# Flies on line?



## quack head (Oct 23, 2007)

Does anyone have a reliable on line store to buy flies? I really only need dries as I'm not very good at tying them. The cheaper the better, as long as they are tied well.

Thanks.


----------



## cjnicol (Apr 12, 2004)

I am sure if you call Gates or Old AuSable in Grayling they would be more than willing to ship flies anywhere you need them. They will be high quality locally tied flies for a reasonable price. Just let them know what you need or call them and they will help you select flies.

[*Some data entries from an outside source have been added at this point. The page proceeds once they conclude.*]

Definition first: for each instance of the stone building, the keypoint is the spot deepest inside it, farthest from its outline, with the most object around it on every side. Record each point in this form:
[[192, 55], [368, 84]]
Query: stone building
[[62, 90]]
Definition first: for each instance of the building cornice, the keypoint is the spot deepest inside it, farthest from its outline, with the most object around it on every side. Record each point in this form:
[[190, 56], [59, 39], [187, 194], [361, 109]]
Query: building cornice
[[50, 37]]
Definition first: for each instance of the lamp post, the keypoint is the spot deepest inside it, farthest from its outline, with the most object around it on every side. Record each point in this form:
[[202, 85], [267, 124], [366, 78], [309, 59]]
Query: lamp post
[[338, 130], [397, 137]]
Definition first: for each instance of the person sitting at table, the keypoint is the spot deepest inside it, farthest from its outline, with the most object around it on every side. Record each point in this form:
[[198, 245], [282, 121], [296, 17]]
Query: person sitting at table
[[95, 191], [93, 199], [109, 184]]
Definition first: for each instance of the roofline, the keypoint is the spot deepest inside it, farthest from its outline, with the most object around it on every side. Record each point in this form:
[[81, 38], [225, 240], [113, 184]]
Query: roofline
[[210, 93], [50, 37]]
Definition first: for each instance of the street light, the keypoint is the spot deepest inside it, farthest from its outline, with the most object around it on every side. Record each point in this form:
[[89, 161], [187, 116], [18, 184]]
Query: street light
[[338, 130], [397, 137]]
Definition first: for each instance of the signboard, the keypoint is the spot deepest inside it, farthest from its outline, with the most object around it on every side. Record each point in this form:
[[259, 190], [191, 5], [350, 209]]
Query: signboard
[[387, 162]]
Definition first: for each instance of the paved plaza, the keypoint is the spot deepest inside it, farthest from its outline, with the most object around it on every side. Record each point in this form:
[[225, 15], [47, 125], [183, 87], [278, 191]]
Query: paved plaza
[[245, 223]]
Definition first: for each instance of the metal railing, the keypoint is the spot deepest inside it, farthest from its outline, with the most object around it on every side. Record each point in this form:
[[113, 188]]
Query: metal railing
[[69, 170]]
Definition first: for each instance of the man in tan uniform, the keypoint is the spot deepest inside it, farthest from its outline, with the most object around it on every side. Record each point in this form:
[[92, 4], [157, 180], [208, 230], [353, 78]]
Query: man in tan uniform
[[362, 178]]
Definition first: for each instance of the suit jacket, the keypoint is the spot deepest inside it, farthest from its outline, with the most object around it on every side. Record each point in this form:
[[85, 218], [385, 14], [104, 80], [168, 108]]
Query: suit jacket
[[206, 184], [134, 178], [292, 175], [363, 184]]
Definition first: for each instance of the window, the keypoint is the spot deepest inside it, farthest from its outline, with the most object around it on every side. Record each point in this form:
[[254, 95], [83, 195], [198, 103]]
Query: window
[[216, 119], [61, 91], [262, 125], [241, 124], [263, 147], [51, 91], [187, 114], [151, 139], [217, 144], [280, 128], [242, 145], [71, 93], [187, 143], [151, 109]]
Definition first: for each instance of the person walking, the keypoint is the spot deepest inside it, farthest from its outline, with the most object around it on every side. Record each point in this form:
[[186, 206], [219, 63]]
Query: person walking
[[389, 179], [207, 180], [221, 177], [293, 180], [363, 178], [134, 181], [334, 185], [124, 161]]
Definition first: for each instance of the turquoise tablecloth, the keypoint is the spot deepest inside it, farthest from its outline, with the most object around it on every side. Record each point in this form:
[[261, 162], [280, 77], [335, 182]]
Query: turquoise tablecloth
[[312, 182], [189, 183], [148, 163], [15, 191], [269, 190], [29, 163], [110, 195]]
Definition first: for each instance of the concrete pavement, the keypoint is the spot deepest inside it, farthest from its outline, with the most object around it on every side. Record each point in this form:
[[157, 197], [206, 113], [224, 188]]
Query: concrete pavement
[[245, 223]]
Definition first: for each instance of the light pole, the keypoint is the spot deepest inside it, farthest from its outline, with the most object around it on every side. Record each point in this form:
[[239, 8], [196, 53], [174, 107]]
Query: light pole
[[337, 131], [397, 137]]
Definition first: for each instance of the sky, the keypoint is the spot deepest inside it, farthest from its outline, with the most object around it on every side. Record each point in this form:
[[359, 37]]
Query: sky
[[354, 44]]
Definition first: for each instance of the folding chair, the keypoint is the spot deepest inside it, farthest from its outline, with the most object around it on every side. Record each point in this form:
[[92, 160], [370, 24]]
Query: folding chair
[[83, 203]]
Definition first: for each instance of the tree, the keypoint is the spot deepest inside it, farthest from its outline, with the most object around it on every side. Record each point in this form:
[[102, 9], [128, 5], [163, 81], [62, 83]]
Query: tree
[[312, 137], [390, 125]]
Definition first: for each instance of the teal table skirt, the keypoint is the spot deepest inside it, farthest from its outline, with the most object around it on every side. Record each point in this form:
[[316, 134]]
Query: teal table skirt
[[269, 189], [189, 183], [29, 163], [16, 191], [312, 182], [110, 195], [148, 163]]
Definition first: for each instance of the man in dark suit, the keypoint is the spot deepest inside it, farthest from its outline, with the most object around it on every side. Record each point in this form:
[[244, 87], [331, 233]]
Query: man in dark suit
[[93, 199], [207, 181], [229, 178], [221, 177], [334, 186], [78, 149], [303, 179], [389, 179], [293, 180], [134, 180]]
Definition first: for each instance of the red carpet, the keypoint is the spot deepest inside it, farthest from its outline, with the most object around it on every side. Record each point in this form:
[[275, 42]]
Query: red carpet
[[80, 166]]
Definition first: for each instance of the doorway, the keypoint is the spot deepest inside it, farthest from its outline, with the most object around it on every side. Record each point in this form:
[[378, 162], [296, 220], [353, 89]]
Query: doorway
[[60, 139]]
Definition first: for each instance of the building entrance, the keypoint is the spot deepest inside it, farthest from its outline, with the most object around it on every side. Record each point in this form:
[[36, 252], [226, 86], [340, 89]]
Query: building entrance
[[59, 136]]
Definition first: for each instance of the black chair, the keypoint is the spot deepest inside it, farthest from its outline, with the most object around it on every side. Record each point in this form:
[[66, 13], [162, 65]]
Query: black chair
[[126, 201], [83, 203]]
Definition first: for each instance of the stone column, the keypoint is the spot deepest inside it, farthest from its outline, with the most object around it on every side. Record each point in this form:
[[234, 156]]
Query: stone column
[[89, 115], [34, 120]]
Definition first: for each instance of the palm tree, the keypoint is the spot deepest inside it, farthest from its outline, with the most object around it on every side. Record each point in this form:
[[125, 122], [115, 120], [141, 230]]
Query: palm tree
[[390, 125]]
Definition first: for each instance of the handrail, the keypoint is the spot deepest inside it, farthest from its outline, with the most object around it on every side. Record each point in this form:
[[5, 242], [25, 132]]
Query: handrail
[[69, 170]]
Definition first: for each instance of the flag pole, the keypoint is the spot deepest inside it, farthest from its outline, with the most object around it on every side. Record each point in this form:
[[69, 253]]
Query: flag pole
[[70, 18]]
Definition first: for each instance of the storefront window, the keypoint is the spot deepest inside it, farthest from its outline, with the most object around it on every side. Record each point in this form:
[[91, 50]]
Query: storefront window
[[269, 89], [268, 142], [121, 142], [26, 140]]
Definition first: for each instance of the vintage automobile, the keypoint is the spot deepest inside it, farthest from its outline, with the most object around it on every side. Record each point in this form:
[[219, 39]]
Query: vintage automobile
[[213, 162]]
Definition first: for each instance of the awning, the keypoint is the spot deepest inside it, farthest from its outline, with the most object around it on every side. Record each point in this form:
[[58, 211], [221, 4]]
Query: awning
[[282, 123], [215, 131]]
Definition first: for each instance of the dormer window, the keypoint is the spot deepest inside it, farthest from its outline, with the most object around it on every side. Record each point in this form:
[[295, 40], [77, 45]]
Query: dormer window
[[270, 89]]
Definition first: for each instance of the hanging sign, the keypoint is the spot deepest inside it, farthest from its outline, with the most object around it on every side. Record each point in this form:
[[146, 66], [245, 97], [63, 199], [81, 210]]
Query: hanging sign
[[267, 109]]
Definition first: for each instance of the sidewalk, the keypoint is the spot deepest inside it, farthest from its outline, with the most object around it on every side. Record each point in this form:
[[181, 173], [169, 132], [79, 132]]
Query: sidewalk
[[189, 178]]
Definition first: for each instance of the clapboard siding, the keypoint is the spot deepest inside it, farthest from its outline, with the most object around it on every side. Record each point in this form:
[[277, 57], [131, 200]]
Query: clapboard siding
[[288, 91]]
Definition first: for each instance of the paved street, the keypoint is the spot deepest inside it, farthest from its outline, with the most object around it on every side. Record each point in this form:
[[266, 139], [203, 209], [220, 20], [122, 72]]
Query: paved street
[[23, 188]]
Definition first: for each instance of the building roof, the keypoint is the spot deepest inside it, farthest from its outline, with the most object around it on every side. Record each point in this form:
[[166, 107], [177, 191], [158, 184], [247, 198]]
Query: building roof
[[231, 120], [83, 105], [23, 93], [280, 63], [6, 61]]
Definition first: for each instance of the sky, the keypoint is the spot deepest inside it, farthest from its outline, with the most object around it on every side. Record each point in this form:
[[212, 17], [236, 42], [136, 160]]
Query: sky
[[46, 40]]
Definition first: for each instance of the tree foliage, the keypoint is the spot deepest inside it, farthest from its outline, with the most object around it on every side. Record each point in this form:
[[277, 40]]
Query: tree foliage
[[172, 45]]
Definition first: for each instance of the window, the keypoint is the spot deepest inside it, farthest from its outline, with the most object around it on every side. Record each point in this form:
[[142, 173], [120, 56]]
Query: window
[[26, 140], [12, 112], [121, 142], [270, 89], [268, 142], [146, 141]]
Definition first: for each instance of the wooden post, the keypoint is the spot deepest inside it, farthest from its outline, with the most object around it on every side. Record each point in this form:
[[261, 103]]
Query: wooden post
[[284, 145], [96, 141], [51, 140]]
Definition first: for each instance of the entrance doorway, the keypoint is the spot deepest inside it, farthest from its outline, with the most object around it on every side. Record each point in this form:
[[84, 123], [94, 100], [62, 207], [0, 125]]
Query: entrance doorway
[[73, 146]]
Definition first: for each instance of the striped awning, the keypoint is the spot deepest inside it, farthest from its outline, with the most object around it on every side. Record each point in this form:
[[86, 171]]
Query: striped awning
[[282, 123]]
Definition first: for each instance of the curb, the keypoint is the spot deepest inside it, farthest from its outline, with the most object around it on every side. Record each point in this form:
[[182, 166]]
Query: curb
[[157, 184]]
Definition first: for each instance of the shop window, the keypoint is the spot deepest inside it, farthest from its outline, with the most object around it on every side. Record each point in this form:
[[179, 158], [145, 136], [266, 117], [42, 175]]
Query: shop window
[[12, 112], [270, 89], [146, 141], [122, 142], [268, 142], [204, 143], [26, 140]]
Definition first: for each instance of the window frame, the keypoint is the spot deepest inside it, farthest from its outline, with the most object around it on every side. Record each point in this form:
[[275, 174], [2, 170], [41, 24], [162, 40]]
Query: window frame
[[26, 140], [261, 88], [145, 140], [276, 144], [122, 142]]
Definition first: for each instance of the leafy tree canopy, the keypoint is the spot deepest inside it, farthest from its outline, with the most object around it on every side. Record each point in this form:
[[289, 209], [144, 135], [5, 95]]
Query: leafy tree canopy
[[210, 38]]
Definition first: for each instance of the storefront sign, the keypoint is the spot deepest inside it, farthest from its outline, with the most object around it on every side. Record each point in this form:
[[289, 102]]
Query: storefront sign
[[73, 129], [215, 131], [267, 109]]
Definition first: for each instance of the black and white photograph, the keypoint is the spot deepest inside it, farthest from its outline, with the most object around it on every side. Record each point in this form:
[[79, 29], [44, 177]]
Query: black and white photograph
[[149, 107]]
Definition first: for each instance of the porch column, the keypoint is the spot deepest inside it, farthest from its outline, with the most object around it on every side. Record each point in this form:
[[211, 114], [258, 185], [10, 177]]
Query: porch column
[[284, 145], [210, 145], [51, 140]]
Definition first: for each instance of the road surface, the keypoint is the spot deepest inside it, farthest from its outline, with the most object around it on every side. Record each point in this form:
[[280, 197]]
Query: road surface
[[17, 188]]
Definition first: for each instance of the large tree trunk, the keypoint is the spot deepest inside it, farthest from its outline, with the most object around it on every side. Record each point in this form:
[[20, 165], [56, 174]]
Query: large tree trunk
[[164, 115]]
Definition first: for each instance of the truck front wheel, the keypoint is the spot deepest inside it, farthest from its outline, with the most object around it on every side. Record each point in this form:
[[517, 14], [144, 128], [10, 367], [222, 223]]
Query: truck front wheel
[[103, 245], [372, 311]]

Most Flies you buy on line from large suppliers will be tied over seas.

Chris


----------



## Chromedoggy (Mar 25, 2007)

quack head said:


> Does anyone have a reliable on line store to buy flies? I really only need dries as I'm not very good at tying them. The cheaper the better, as long as they are tied well.
> 
> Thanks.



PM Dam4Drift or Troutlord1
If you get well tied flies that are the correct flies, it is much cheaper.
These 2 guys can get you there.


----------



## jaytothekizzay (Apr 1, 2002)

I buy all my dries from the "big y fly co." Fabulous flys at cheap prices. They operate thru eBay 

Outdoor Hub mobile, the outdoor information engine


----------



## Burksee (Jan 15, 2003)

If your in Waterford then you're not to far from BPS at GLC in AH. They've got quite a selection in their fly fishing area.


----------



## flyfisher4life1 (Sep 5, 2011)

FishUSA.com they are located in the Erie region. I buy all my fishing needs there!


----------



## FishHound58 (Sep 4, 2011)

My buddy spends his life tying flies. He's remarkable at it and doesn't charge an arm and a leg. 
Check out woodlandrivers.com. Kip does a fantastic job and will tie anything you can come up with. 

FISH ON!!! 
Outdoor Hub mobile, the outdoor information engine


----------



## anon442018 (Jul 12, 2010)

There is a place I deal with called *Flyshack.com*. Their products are very nice and prices are unbelievable. They are easy to deal with and offer a very good selection. Just my $.02.

_*Stinger*_


----------



## RippinLipp (Sep 12, 2008)

What kind of flys and what size are you looking for? If I can find the time I might be able to tie some up for ya...

Outdoor Hub mobile, the outdoor information engine


----------



## fastsled (Jul 31, 2005)

X2 for big Y flies.


----------



## Multispeciestamer (Jan 27, 2010)

Riverbum.com


----------